Media coraz bardziej ingerowały w jego życie, zwłaszcza gdy w 1995 roku wdał się w romans z brytyjską prezenterką telewizyjną Paulą Yates, wówczas żoną innego znanego muzyka, Boba Geldofa, z którym miała trójkę dzieci. Para rozwiodła się rok później, ale nie okazało się to niestety synonimem sielanki. Zaczęła się zażarta walka o prawo do opieki nad dziećmi, w której Michael oczywiście mocno wspierał swoją partnerkę. Yates i Hutchence żyli w ciągłym otoczeniu wścibskich paparazzi, ale mimo to wyglądali na szczęśliwych, a 22 lipca 1996 roku (niemal dokładnie trzy miesiące po moim urodzeniu) na świat przyszła ich córka, którą rodzice nazwali w dość egzotyczny sposób – Heavenly Hiraani Tiger Lily. Wydawało się, że wokalista w końcu znalazł w życiu równowagę, gdyż zespół po czterech latach przerwy wydał swój dziesiąty album Elegantly Wasted. Wielkimi krokami zbliżało się dwudziestolecie grupy. Z tej okazji Hutchence i spółka na listopad i grudzień 1997 roku zaplanowali trasę koncertową po Australii. W Sydney Michael nie wyglądał na przygnębionego. Wręcz przeciwnie, w towarzystwie dziennikarzy i fanów wprost tryskał dobrym humorem. Potwierdził to także podczas, jak się później okazało, swojej ostatniej w życiu próby, gdy z charakterystycznym dla siebie luzem i lekkością wykonał Kiss The Dirt – utwór, o ironio, należący do tych niosących bardzo pozytywne przesłanie. Piosenkarza trapiła jednak napięta sytuacja związana z Paulą, Geldofem i dziećmi. W nocy z 21 na 22 listopada, gdy przebywał w hotelu Ritz-Carlton, dowiedział się, że sprawa pozwolenia na przylot Yates i dzieci z końca listopada została przełożona niemal o miesiąc. Pojedynczy cios, ale dla Hutchence’a, który nie mógł znieść choćby chwili bez córki, z pewnością o wiele potężniejszy od całej serii tych zadawanych przez taksówkarza w Kopenhadze. Cios, po którym już nie zdołał się podnieść…

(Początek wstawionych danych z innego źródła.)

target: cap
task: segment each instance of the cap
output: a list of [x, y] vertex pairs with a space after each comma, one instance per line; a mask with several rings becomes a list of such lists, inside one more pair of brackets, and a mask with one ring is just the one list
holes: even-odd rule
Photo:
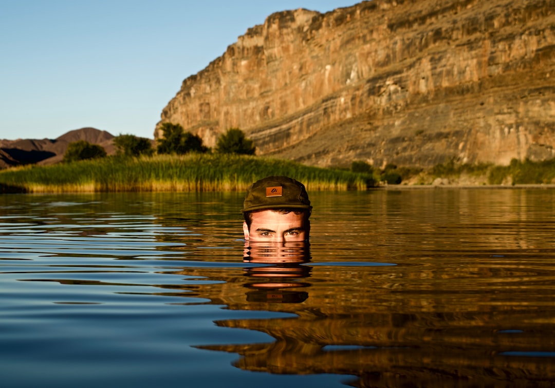
[[268, 176], [249, 187], [241, 211], [281, 208], [311, 209], [305, 185], [286, 176]]

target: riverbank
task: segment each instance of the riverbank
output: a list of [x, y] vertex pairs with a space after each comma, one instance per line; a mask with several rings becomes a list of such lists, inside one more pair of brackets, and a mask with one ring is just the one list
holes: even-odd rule
[[109, 157], [0, 171], [0, 192], [244, 191], [269, 175], [285, 175], [309, 190], [366, 190], [371, 175], [236, 155]]

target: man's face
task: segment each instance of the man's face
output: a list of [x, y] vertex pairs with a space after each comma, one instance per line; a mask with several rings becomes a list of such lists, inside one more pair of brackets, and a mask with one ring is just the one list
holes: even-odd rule
[[251, 215], [253, 222], [250, 228], [243, 224], [245, 239], [285, 243], [304, 241], [308, 237], [304, 215], [294, 212], [282, 213], [272, 210], [255, 212]]

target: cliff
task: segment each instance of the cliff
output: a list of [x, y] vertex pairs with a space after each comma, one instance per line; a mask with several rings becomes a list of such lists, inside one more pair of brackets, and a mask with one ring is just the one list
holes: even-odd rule
[[273, 14], [164, 109], [213, 146], [427, 167], [555, 156], [555, 0], [374, 0]]

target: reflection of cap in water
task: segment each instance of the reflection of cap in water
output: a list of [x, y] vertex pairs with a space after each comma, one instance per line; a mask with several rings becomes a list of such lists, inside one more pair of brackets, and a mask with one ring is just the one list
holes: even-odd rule
[[243, 209], [311, 209], [305, 185], [286, 176], [268, 176], [253, 183], [247, 190]]

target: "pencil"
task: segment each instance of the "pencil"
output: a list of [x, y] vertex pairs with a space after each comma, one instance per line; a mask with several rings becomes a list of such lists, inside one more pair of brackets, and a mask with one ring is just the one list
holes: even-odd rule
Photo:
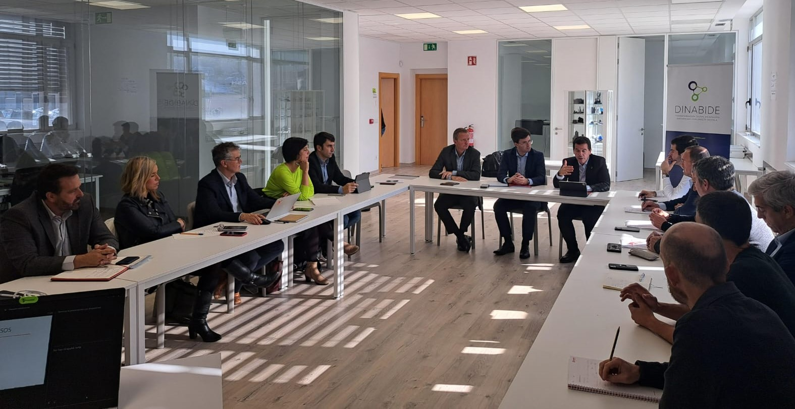
[[618, 330], [615, 330], [615, 339], [613, 340], [613, 349], [610, 350], [610, 361], [613, 361], [613, 354], [615, 353], [615, 344], [619, 341], [619, 332], [621, 331], [621, 327], [619, 326]]

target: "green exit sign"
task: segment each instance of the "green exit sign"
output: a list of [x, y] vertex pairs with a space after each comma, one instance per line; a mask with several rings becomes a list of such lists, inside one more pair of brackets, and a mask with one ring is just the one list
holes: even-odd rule
[[103, 11], [94, 14], [94, 24], [111, 24], [113, 22], [113, 13]]

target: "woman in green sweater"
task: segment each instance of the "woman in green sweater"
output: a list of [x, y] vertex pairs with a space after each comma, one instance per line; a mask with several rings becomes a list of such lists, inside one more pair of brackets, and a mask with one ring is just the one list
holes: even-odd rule
[[[289, 137], [281, 145], [281, 155], [285, 163], [273, 169], [268, 183], [262, 189], [271, 198], [301, 193], [298, 200], [307, 200], [315, 195], [315, 188], [309, 179], [309, 145], [302, 137]], [[327, 285], [328, 280], [317, 268], [318, 249], [320, 237], [328, 237], [331, 231], [328, 223], [307, 229], [298, 234], [296, 243], [295, 259], [306, 261], [304, 276], [308, 282], [314, 280], [318, 285]]]

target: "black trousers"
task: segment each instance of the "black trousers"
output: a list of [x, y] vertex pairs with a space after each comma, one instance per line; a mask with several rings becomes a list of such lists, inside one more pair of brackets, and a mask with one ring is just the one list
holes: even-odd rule
[[[436, 210], [436, 214], [439, 214], [439, 218], [442, 221], [442, 223], [444, 223], [444, 228], [447, 229], [447, 231], [456, 236], [460, 236], [466, 234], [467, 230], [469, 230], [469, 225], [472, 223], [472, 219], [475, 218], [475, 208], [478, 206], [479, 203], [479, 200], [475, 196], [445, 195], [442, 193], [439, 195], [439, 198], [433, 203], [433, 209]], [[460, 225], [456, 224], [452, 215], [450, 214], [450, 208], [454, 206], [460, 206], [463, 210], [461, 214], [461, 222]]]
[[506, 240], [514, 240], [511, 237], [508, 212], [522, 210], [522, 239], [528, 241], [533, 240], [533, 233], [536, 230], [536, 214], [543, 206], [542, 202], [498, 199], [497, 202], [494, 202], [494, 218], [497, 219], [500, 237]]
[[566, 247], [570, 251], [579, 251], [577, 247], [577, 235], [574, 232], [575, 218], [582, 218], [583, 225], [585, 226], [585, 237], [591, 237], [591, 231], [594, 230], [596, 221], [602, 215], [604, 210], [603, 206], [587, 206], [572, 205], [562, 203], [557, 209], [557, 227], [560, 230], [560, 235], [566, 241]]

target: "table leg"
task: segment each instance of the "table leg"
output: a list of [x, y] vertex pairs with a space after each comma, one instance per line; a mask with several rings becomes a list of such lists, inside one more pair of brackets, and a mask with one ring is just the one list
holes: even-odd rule
[[414, 253], [414, 189], [409, 188], [409, 253]]
[[[345, 293], [345, 253], [343, 241], [345, 222], [342, 212], [334, 219], [334, 298], [339, 299]], [[331, 258], [331, 254], [328, 255]]]
[[157, 348], [158, 349], [165, 348], [165, 284], [157, 286], [157, 293], [155, 295], [157, 305], [155, 306], [157, 311]]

Następnego ranka został znaleziony martwy we własnym pokoju, powieszony na pasku z wężowej skóry. Sekcja wykazała obecność m.in. prozacu, alkoholu i narkotyków we krwi. Hipotez co do przyczyn śmierci pojawiło się sporo. Do najbardziej prawdopodobnych należy oczywiście samobójstwo, ale brat wokalisty, Rhett, sugerował nawet zabójstwo (moim zdaniem opinii członków rodziny i osób bliskich nie można nigdy brać całkiem na poważnie, gdyż z reguły są nacechowane zbyt dużym ładunkiem emocjonalnym). Jeszcze inna wskazywała na nieszczęśliwy wypadek, spowodowany asfikcją autoerotyczną (takim terminem określa się rodzaj praktyki seksualnej, polegającej na wywołaniu zaspokojenia poprzez całkowite odcięcie dopływu tlenu). Na domiar złego, trzy lata później Paula Yates, podzieliła los swojego zmarłego partnera, przedawkowując narkotyki, dokładnie w dziesiąte urodziny swojej córki Pixie.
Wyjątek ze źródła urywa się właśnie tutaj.